# On Creme d' Nude



## cocomia (May 3, 2011)

I was gifted with a tube of Creme d' Nude a couple of months back and I haven't used it since trying it on to see how it would look like on me. I'm not a fan of concealer lips and that's exactly how it looks on me. I just wonder if there are any lipsticks you guys mix with this to make it more wearable/flattering. I have extremely warm medium Asian skin and pigmented lips. Sorry if I'm posting this in the wrong category, I haven't posted in a while and I'm still trying to find my way around the new site. Thanks.


----------



## Nepenthe (May 3, 2011)

I'd add a darker liner to add some definition to help down play the concealer effect.  Also, layering it with a favourite gloss gives a nice tint.. think peach, pink, plum or gold for something subtle.


----------



## afulton (May 3, 2011)

Nepenthe said:


> I'd add a darker liner to add some definition to help down play the concealer effect.  Also, layering it with a favourite gloss gives a nice tint.. think peach, pink, plum or gold for something subtle.


	This!
  	Add a dark liner and give it a pop of color with a lipgloss.  You will love it.


----------



## alexheartsmac (May 3, 2011)

trying pairing it with your favorite brighter shade of lipgloss/stick!


----------



## cocomia (May 4, 2011)

Thanks you guys!

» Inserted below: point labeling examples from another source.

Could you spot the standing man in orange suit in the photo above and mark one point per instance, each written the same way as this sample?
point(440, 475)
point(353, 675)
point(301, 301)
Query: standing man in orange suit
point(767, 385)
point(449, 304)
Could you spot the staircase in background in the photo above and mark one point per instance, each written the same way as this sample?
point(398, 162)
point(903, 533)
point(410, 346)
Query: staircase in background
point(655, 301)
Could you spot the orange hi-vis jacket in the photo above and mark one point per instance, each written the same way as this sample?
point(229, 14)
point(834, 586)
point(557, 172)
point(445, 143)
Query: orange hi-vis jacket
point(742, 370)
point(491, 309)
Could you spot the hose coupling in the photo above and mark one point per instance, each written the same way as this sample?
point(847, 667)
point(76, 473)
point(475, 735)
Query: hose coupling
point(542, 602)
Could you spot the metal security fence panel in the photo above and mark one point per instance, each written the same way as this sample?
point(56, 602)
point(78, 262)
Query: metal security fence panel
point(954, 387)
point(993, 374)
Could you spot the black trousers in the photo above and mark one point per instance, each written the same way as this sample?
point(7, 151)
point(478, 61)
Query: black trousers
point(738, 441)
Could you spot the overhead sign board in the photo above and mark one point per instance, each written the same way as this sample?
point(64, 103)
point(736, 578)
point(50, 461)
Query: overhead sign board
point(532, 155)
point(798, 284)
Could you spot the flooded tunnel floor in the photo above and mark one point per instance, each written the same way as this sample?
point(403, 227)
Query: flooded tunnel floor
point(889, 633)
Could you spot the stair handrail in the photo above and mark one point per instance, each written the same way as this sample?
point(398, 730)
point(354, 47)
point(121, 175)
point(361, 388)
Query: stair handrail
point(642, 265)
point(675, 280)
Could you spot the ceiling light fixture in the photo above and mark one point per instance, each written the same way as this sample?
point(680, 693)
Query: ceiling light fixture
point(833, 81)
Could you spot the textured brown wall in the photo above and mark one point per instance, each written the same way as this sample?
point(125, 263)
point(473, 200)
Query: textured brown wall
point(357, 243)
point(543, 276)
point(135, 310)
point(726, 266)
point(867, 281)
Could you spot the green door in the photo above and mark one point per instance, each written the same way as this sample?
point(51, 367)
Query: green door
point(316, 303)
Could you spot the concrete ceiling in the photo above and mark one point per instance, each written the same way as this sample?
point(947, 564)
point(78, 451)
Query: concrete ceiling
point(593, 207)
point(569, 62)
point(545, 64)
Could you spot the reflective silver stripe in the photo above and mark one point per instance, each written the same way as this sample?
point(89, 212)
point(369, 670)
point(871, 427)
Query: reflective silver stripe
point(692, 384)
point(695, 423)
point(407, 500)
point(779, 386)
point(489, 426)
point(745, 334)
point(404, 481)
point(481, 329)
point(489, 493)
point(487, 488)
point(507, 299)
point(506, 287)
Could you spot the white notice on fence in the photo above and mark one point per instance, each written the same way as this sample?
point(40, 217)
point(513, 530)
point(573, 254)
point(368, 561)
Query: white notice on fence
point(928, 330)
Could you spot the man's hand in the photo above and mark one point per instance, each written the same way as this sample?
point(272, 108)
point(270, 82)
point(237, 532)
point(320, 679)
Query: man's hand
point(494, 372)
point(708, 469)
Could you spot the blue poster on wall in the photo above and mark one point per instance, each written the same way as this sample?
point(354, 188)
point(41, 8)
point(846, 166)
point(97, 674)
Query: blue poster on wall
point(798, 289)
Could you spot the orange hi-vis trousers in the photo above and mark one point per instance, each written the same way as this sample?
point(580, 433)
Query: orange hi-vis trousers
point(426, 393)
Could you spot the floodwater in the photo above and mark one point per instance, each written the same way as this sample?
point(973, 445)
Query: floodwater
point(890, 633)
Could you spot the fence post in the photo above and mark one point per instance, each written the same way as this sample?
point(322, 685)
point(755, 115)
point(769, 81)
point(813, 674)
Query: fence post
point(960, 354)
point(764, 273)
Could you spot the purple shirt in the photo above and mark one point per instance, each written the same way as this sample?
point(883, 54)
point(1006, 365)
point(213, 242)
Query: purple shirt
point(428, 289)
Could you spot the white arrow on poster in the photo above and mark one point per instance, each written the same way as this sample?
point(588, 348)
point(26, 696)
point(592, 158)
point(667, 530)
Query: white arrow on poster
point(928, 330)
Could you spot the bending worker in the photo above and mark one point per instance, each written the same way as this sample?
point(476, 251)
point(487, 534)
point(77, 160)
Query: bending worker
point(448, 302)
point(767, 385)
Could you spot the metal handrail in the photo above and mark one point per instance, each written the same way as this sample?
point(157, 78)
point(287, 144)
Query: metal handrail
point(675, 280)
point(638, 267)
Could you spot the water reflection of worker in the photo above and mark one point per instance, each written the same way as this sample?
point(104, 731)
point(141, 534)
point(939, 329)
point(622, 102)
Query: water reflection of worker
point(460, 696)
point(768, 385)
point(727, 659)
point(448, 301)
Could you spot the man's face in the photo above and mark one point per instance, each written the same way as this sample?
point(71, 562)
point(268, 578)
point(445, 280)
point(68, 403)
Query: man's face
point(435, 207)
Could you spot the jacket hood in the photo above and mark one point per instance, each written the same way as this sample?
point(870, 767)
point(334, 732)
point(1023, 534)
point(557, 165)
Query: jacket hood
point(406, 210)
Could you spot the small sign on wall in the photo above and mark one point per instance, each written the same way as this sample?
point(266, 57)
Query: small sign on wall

I paired it with Morange and it turned into a lovely bright peach. I can imagine it looking awesome topped with a pinky gloss to get a peach-pink effect.


----------



## Nepenthe (May 4, 2011)

Sounds gorgeous!


----------



## BeckyBenett (May 4, 2011)

yup.. i have warm asian skin.. and i love creme d nude.. i usually pair it with my turkish delight gloss to give it a slightly peachy finish and im all set!


----------